Hunderttausende Rohingya sind aus Furcht vor Gewalt aus Myanmar nach Bangladesch geflohen. Diese Familie hat nicht nur ihr Zuhause verloren, sondern auch ein Kind.

Von Arne Perras, Thainkhali

Schlamm, knöcheltief. Wer noch vorankommen will bei diesem Wolkenbruch, watet jetzt durch Pfützen. Dann führt der Weg über eine Brücke, schließlich hinauf zu einer bewaldeten Kuppe. Irgendwo dort oben müssen sie sein.

Vor drei Monaten war Zohura Khatun mit ihrer Familie über den Fluss Naf geflohen, fort aus Myanmar, hinüber nach Bangladesch. Sie sind Rohingya, Angehörige der muslimischen Minderheit. Man traf sie damals am Morgen des 13. September. Hungrig, durstig, erschöpft. Die Mutter war schwanger, die Kinder voller Angst, der Vater rastlos. Sie erzählten von mordenden Soldaten jenseits der Grenze, von den Strapazen ihrer Flucht. Und dann waren sie plötzlich: verschwunden.

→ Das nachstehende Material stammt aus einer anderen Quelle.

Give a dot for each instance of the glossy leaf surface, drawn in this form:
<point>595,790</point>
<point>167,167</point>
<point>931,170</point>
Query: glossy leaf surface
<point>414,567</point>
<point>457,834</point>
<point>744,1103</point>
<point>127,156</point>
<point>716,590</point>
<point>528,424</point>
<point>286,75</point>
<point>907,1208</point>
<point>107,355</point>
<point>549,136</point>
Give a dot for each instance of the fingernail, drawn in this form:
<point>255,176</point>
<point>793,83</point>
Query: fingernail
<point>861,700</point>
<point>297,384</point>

Nur ihre Namen und ein Foto waren geblieben. Würde es möglich sein, sie unter hunderttausenden Flüchtlingen wieder zu finden? Ein Helfer war bereit, es zumindest zu versuchen. Wochen vergingen, dann schickte er eine SMS: "Familie entdeckt". Und so führt der Weg noch einmal zu Zohura Khatun. Wie ist es der Familie seither ergangen? Ist das Baby schon geboren? Und werden sie jetzt bald heimkehren, wo Bangladesch und Myanmar ein Abkommen unterzeichnet haben? Viele Fragen drängen sich auf im Drama um die Rohingya, Südostasiens größter Flüchtlingskrise seit dem Vietnamkrieg.

Geflüchtete Rohingya sollen nach Myanmar zurückkehren

Viele Angehörige der verfolgten muslimischen Minderheit waren vor Gewaltausbrüchen nach Bangladesch geflohen. Nun gibt es eine Übereinkunft der beiden Staaten. mehr ...

Ein Mann in der Ferne, er winkt. Als er näherkommt, erkennt man ihn wieder: Ehemann Zohor trägt dasselbe grün gestreifte Polohemd wie damals. Nur ist es jetzt völlig ausgebleicht. Er reicht seine Hand zum Gruß und legt sie auf sein Herz. Kurz sieht es so aus, als husche etwas wie Freude über sein Gesicht. Dann kehrt der starre Blick zurück. Zohor führt durch das Labyrinth der Zelte, rechts, links, rechts. "Hier hinein", sagt er, schlüpft ins Innere.

Sechs Quadratmeter auf blankem Lehm. Das ist ihre Behausung. Sie haben den Boden geebnet, Bambus eingerammt, ein Gestell gebunden und mit Plane überzogen. Mehr Höhle als Zelt. Vor dem Regen, der über die Hügel peitscht, schützt es nur schlecht. Drinnen sitzen drei Söhne, zwei, vier und sieben Jahre alt. Und hinter ihnen Mutter Zohura. Sie hat ein schwarzes Tuch um den Kopf geschlagen und verteilt eine Handvoll Erdnüsse an ihre Kinder.

Vom Baby, das schon geboren sein muss, ist nichts zu sehen. Zohura sagte beim ersten Treffen: "Ich möchte, dass mein Kinder irgendwann Pässe bekommen." Davon träumen sie alle. Bürger sein von Myanmar. Aber die Rohingya sind staatenlos, haben keine Rechte, obwohl Zohura sagt, ihre Familie lebe schon seit Generationen dort. Zuhause, das ist Myanmar.

In den ersten Tagen nach der Flucht seien sie nur umhergeirrt, erzählt Zohura. Wohin sie auch kamen, herrschte Chaos. Ihr Mann suchte nach einem Flecken Erde, um ein Zelt zu bauen, aber da war nirgends Platz, Tausende lagerten an Wegrändern, auf Hügeln, in den Feldern. Als sie endlich Platz gefunden hatten, überfielen Zohura schlimme Schmerzen. Die Schwangere brauchte Ruhe, sie spürte: bald würde das Baby kommen. Und wehe, sie würden kein Dach über den Kopf bekommen.